Y el día llegó. Me levanté al alba y dediqué un par de horas a ordenar mi habitación: arreglé los cajones y el armario. Quería dejar las cosas como es debido durante mi breve ausencia. Mientras lo hacía, oí que Saint John salía de sus aposentos y se detenía junto a mi puerta. Temí que llamara, pero no, se limitó a deslizar una nota de papel por debajo de la puerta. Lo cogí y lo leí:

Anoche tu partida fue demasiado precipitada. Si te hubieras quedado un poco más, habrías apoyado la mano en la cruz de Cristo y en la corona del ángel. Espero que a mi regreso, de hoy en dos semanas, hayas tomado una decisión. Mientras tanto, vigila y reza para evitar la tentación. Puedo ver que el espíritu está dispuesto al sacrificio, pero la carne es débil. Rezaré por ti a todas horas.

Siempre tuyo,

Saint John

«Mi espíritu —respondí mentalmente— está dispuesto a hacer lo correcto, y creo que la carne es lo bastante fuerte como para cumplir con los designios del cielo, una vez que dichas directrices estén fuera de toda duda. En cualquier caso, será lo bastante fuerte como para buscar, preguntar, despejar esa nube de interrogantes y abrirse a la luz de la certidumbre.»

Era uno de junio, pero la mañana amaneció fría y encapotada. La lluvia azotaba con fuerza los cristales. Oí cómo se abría la puerta principal para dar paso a Saint John. Por la ventana le vi cruzar el jardín y tomar el camino que surcaba los brumosos páramos en dirección a Whitcross, donde le esperaba la diligencia.

«En unas horas, seguiré tus pasos por ese mismo camino —pensé—. También yo debo subirme a un coche de postas. También yo tengo que ver a alguien, saber de él, antes de abandonar Inglaterra para siempre.»

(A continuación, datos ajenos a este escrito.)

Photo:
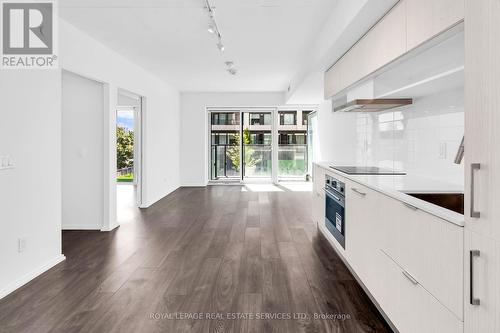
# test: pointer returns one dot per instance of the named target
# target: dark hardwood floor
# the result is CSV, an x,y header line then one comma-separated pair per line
x,y
249,259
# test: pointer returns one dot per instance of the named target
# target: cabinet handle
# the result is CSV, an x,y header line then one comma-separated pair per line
x,y
410,206
358,191
473,212
472,254
409,277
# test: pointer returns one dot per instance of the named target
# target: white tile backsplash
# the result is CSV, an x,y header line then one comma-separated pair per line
x,y
421,139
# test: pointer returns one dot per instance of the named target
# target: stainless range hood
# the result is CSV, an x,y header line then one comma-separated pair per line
x,y
372,105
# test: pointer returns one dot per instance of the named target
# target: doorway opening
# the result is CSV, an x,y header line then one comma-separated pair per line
x,y
128,154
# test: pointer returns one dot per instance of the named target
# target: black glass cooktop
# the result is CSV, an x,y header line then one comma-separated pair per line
x,y
359,170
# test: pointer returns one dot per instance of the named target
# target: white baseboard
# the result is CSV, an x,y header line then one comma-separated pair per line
x,y
81,227
158,198
13,286
110,228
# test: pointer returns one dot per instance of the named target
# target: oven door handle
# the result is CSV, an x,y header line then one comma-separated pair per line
x,y
331,194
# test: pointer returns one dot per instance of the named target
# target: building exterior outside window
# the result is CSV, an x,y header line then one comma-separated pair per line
x,y
288,117
257,140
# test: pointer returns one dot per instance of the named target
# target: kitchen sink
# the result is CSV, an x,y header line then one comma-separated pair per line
x,y
451,201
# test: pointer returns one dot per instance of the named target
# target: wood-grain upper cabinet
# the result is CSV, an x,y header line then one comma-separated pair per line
x,y
385,42
485,316
410,306
428,18
482,162
387,39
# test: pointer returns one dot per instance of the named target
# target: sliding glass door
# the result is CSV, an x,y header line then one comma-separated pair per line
x,y
225,152
259,144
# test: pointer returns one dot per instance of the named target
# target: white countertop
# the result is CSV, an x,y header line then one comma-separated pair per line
x,y
395,186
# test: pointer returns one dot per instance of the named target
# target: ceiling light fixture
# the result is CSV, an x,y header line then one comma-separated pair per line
x,y
221,46
230,68
211,28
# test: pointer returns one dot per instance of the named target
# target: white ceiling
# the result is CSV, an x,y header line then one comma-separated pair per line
x,y
268,40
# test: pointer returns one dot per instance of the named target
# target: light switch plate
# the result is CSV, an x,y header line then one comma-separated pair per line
x,y
442,150
6,162
21,245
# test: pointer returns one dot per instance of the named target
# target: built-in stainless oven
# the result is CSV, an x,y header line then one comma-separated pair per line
x,y
335,208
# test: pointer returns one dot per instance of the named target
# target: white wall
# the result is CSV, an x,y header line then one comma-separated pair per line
x,y
84,55
82,153
30,194
408,138
194,127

Todavía me quedaban dos horas para desayunar. Llené el intervalo de tiempo sobrante en dar lentos paseos por mi habitación y repasar los detalles de la visión que tanto había influido a la hora de forjar estos planes. Reviví la sensación interior que había experimentado. El carácter extraño e inexplicable de esa vivencia no impedía el recuerdo de aquella voz, y de nuevo me pregunté de dónde procedería con la misma falta de resultados. No parecía provenir del mundo externo, sino de mi propio yo. Me pregunté si no habría sido un espejismo, una mera ilusión fruto de los nervios. Pero por más que le daba vueltas no podía reducirla a tal: había sido más bien como una inspiración. La impresión del impacto había tenido la misma fuerza que el terremoto que sacudió los cimientos de la cárcel de Pablo y Silas; había abierto la puerta de la celda del alma, la había librado de sus cadenas y la había despertado de un sueño, del que había emergido temblorosa, expectante y asustada. Fue entonces cuando por tres veces aquel grito vibró en mi oído, aterrándome, encogiéndome el corazón, invadiéndome después el alma que, en lugar de experimentar temor o sorpresa, saltó exultante de alegría por el triunfo de aquel esfuerzo que había tenido el privilegio de acometer, ignorando los obstáculos del cuerpo.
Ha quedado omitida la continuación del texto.